Tuesday, February 7, 2017

Death by 1,000 cuts at CPS

"Find out just what any people will quietly submit to and you have found out the exact measure of injustice and wrong which will be imposed upon them." -- Frederick Douglass
Donald Trump thinks Frederick Douglass is still alive. In one sense (certainly not the one intended) he may be right. Douglass' words, his warning, that if we don't resist oppression, we will get it's full measure, are alive and as relevant today as they were more than a century-and-a-half ago. They were ringing in my head this week as I watched our Trumpian Gov. Rauner veto a bill that would have put $215M back in the schools.

We're now in our third year without a state budget and Rahm Emanuel's schools CEO Forrest Claypool has just announced another $46M in cuts at CPS and I'm asking myself just how much more of this death by 1,000 cuts of public space are we willing or able to endure?

The cuts have created more chaos throughout the system, forcing principals to re-engineer their budgets in the middle of the school year and give up as much as half of discretionary money for textbooks, field trips, technology and hourly workers who staff recess and after school programs. CPS is also cutting $5 million in teacher professional development funds.

As expected, Claypool put all the blame for the cuts on the more-than-deserving, "Trumpian" Rauner. But Claypool, Rahm and the Democratic Party leadership in Springfield have blood on their hands as well. They've acceded to Republican demands for more and more cuts with little more than a whimper, and Sen. Pres. John Cullerton is currently colluding with Rauner in the Grand Plan to loot the pension fund and weaken the unions.

They are also unwilling to tax the state's wealthiest for badly-needed revenues and instead are considering other ways to save money, including shortening the school year. How ironic, considering that Rahm made the unfunded, compulsory longer school day the centerpiece of his first campaign for mayor.

Taking the biggest hits...As I scroll down the list of CPS schools to see which ones are affected the most, something jumps out at me. It's how Claypool wielded his sword in favor of the mayor's pet selective-enrollment high schools, which were hardly touched. Compare for example, Walter Payton (.049% of its budget was cut) or Northside Prep (0.13%)  with Clemente (4.20%) or Juarez (4.14%). Newly opened Dyett, the product of a community hunger strike, took a 5% hit.

I haven't seen the list yet of charter schools. I've read that charters could see their funding cut by a total of $18 million in April to match the spending freeze and furlough days imposed on district-run schools. But charters are also benefiting from outside funding streams that remain inaccessible to most public schools. The also pay their non-union teachers less and push out veteran teachers in favor of less-experienced, lower-paid TFAers.

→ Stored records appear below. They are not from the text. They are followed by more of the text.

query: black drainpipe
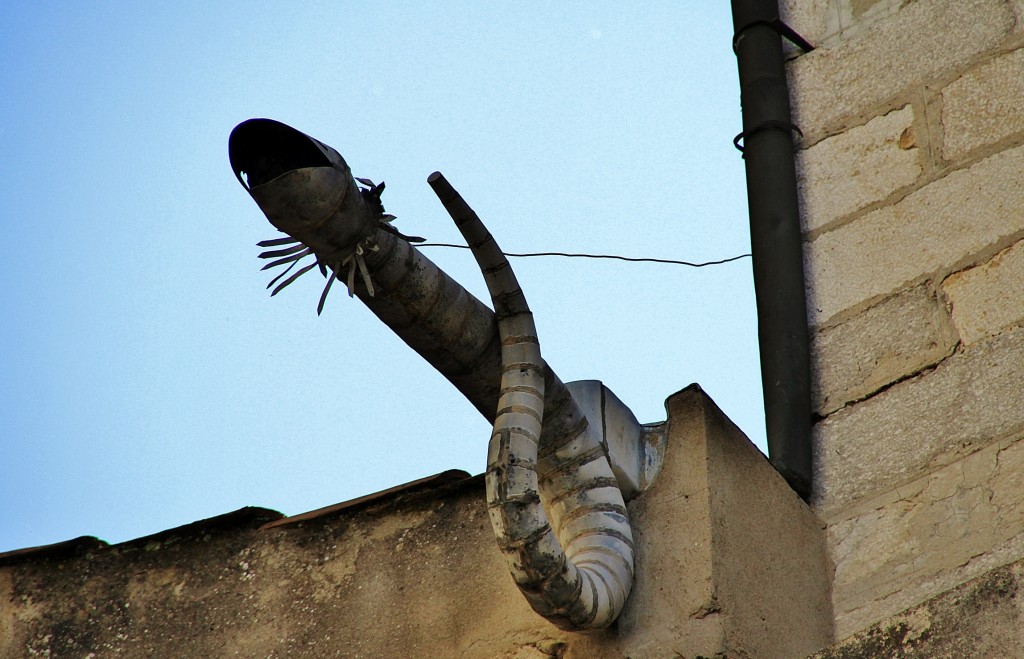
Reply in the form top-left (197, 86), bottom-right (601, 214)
top-left (732, 0), bottom-right (811, 499)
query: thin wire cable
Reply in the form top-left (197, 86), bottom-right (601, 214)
top-left (416, 243), bottom-right (751, 268)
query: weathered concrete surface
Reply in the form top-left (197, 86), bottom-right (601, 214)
top-left (790, 0), bottom-right (1014, 143)
top-left (805, 147), bottom-right (1024, 325)
top-left (811, 285), bottom-right (957, 416)
top-left (814, 561), bottom-right (1024, 659)
top-left (942, 48), bottom-right (1024, 160)
top-left (942, 240), bottom-right (1024, 344)
top-left (828, 433), bottom-right (1024, 639)
top-left (798, 105), bottom-right (923, 231)
top-left (812, 328), bottom-right (1024, 523)
top-left (0, 387), bottom-right (833, 659)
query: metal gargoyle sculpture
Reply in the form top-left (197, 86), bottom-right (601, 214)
top-left (228, 119), bottom-right (657, 630)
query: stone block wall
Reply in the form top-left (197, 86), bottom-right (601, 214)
top-left (780, 0), bottom-right (1024, 639)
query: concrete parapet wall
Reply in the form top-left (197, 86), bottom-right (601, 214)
top-left (783, 0), bottom-right (1024, 642)
top-left (0, 387), bottom-right (834, 659)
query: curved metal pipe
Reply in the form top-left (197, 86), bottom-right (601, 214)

I know in some cases, I'm comparing apples and oranges here, due to size of the schools and their overall budgets. For example, Lane Tech, the city's largest high school, stands to lose about $890,000, by far the largest of any school. But Lane also had the largest pool of discretionary funds to begin with. Forty other elementary and high schools are targeted for an average of $300,000 for cuts.

But percentages and sizes of cuts are still indicators of the two-tier system of schooling Rahm is building, by attrition and subtraction, here in Chicago, where privately-run charters and selective-enrollment continue to supplant community-based schools according to policy.

Back to Frederick Douglass -- The heart of the resistance is still the public employee unions, AFSCME, CTU and SEIU, along with parent and community groups.

The CTU used one of Claypool's 4 forced, unpaid furlough days to protest the cuts and call for his resignation. AFSCME #31 is taking a strike vote as I write this.

CTU Pres. Karen Lewis summed it all up nicely,
"Rahm and Rauner are both to blame, There's no separation between their intention to destroy publicly funded, public education in Chicago."